State highway in South Dakota, United States

South Dakota Highway 26 (SD 26) is a 49.540 mi state highway in the central part of the U.S. state of South Dakota. It connects rural areas of Hyde, Hand, and Spink counties.

The highway was established around 1935, replacing SD 22. The segment between SD 45 and SD 47 was added to the path of SD 26 between 1957 and 1962.

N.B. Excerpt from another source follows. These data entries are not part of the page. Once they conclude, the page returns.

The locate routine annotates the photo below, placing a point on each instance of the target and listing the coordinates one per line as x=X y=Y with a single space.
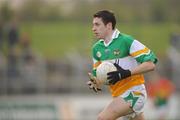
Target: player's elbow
x=151 y=66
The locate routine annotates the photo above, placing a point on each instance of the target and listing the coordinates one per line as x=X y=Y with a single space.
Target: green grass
x=55 y=39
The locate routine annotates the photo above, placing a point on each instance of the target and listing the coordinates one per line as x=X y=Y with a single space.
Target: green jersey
x=125 y=51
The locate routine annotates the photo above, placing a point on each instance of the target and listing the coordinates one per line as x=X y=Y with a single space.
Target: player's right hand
x=92 y=83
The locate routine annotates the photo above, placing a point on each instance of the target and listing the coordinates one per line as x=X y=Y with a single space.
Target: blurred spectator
x=12 y=42
x=13 y=35
x=160 y=90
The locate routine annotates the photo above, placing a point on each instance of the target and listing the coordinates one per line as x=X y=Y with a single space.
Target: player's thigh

An extension of this highway, from US 83 in Onida to SD 47 was proposed in the late 1970s. Although a road was built in this area, it was not designated as part of SD 26.

==Route description==
===Hyde County===
SD 26 begins at an intersection with SD 47 and the eastern terminus of County Road 645 (180th Street) at a point north of Highmore, in the north-central part of Hyde County. SD 26 takes 180th Street to the east. At an intersection with 344th Avenue, it enters the northwestern part of Hand County.

===Hand County===
Just west of 345th Avenue, SD 26 crosses over Lost Creek. West of 354th Avenue, it enters Polo. East of Polo Drive, it leaves the community. East of 357th Avenue, the highway crosses over Shaefer Creek. East of 359th Avenue, it intersects SD 45. The two highways travel concurrently to the south for approximately 1 mi, while 180th Street continues to the east. At 181st Street, SD 26 splits off and resumes its eastward routing. Just west of 366th Avenue, it crosses over North Wolf Creek. Just west of 369th Avenue, it curves to the east-southeast. Between 370th and 371st avenues, it curves back to the east. At an intersection with CR 24 (374th Avenue), it enters the southwestern part of Spink County.

===Spink County===
Immediately, SD 26 crosses over Medicine Creek and curves to the north. South of 180th Street, the highway curves to the north-northwest and begins to parallel the western part of Cottonwood Lake. Just north of this intersection, it curves to the north-northeast and winds its way along the shore of the lake. At the northern edge of the lake, the highway curves to the east-northeast. Just east of 178th Street, it curves to the east and then to the north. Just south of CR 19 (377th Avenue), SD 26 curves to the east. East of 378th Avenue, it curves to the east-southeast and crosses over Turtle Creek. East of 384th Avenue, it curves to the east-northeast and reaches its eastern terminus, an intersection with U.S. Route 281 (US 281).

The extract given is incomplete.